§ MR. MAURICE HEALY (Cork)
On behalf of the hon. Member for North Louth, I beg to ask the Secretary to the Treasury whether permission has now been given to the Polo Club, who have already railed in some acres of the Phoenix Park, to erect a stand house on the ground; whether his attention has been called to the successive stages by which permanent encroachments and erections have been made in the park; is he aware that when the Polo Club first got permission to use a special part of the park, the ground was marked out for them merely by a whitewash boundary; that after a time they were permitted to erect a wooden railing, on the plea that this was necessary for the protection of spectators; that subsequently a second railing was erected on the other side, and the entire ground thus enclosed except at the ends; that then a small wooden shed 423 was constructed at the western extremity; that last winter this shed was transfered to a more commanding position, and enclosed by a strong iron railing; that seats were put on top of it to form a stand house, but that admission thereto is denied to any persons except members of the club and their friends; will the Government inquire whether on Saturday last a person practising the game rode outside and deliberately drove the ball into the midst of a group of ladies, and rode off without offering any apology; and will any steps be taken to secure the free and uninterrupted use of the park for ordinary citizens not requiring special privileges from the Crown towards their enjoyment?
§ *SIR J. T. HIBBERT
I am informed that the Polo Club has not been allowed to rail in the ground on which the game is played; but, for the protection of the public, barriers have been erected on two sides, the ends being perfectly open.
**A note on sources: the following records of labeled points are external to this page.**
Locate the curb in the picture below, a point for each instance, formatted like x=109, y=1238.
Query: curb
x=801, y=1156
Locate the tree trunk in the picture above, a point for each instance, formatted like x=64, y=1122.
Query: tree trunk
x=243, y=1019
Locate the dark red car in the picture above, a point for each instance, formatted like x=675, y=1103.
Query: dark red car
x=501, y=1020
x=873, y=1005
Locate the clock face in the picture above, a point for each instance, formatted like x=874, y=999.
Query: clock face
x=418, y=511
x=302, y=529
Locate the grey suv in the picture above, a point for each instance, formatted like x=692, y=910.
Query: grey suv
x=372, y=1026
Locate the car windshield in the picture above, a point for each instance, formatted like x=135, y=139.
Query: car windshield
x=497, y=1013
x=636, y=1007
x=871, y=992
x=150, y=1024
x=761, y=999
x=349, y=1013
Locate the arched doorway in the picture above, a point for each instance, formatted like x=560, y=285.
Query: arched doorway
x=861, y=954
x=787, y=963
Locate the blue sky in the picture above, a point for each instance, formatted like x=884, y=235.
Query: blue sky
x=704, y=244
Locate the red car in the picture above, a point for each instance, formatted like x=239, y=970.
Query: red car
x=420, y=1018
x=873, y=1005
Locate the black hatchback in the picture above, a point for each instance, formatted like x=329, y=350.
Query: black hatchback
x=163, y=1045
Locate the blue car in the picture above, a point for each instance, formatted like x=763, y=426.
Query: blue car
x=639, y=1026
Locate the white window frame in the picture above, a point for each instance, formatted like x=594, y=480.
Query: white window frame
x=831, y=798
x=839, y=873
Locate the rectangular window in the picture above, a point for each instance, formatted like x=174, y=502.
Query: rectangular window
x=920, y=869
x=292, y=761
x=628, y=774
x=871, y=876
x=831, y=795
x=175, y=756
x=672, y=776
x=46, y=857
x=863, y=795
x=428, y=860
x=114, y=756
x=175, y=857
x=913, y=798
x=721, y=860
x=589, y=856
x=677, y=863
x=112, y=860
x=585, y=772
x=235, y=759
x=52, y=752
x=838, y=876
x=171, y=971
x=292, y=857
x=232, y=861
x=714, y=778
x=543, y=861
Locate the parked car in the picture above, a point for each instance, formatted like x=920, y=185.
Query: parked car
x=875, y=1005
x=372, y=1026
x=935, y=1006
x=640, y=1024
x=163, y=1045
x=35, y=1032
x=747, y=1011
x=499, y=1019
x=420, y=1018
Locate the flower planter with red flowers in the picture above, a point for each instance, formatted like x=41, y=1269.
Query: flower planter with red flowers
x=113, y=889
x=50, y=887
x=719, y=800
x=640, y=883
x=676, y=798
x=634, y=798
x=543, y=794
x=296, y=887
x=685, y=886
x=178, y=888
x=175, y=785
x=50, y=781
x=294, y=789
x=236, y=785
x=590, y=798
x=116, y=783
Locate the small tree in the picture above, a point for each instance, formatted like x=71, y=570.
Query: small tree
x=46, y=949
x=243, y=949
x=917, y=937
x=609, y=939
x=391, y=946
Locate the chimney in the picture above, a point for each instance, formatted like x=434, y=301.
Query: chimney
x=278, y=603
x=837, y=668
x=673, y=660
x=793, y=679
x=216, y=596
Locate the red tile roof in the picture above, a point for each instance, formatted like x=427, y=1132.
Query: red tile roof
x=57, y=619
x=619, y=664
The club has been allowed to re-erect the wooden pavilion for dressing rooms; the site has been changed in order to allow free passage for carriages and other traffic round the ground; the railing round the pavilion is the same as was round the old shed, but a little longer; the new feature is a platform accommodating about a dozen persons. With the exception of the demesnes attached to the official residences, which have never been opened to the public, and the ground occupied by certain public institutions, the Zoological Gardens, and the necessary lodges, nurseries, &c, for the service of the Park, there are no permanent enclosures in the Park. The cricket grounds which have been assigned with the consent of successive Governments to certain clubs are all held on licence, and cannot be described as permanent encroachments. Inquiry has been made, but no information is forthcoming about the incident alluded to in the fourth paragraph, nor has the Board of Works received any complaint. I appreciate the desire of my hon. Friend to secure the Park for the general use and enjoyment of the citizens, but I do not think that the existing privileges, which have been granted and confirmed by successive Governments for so many years, constitute any serious interference with such general use and enjoyment.
§ MR. SEXTON (Kerry, N.)
Are the licences held from year to year, or only for a fixed term, or is the arrangement an indefinite one?
§ MR. A. C. MORTON
Is the privilege allowed to other Societies as well as the one named in the question?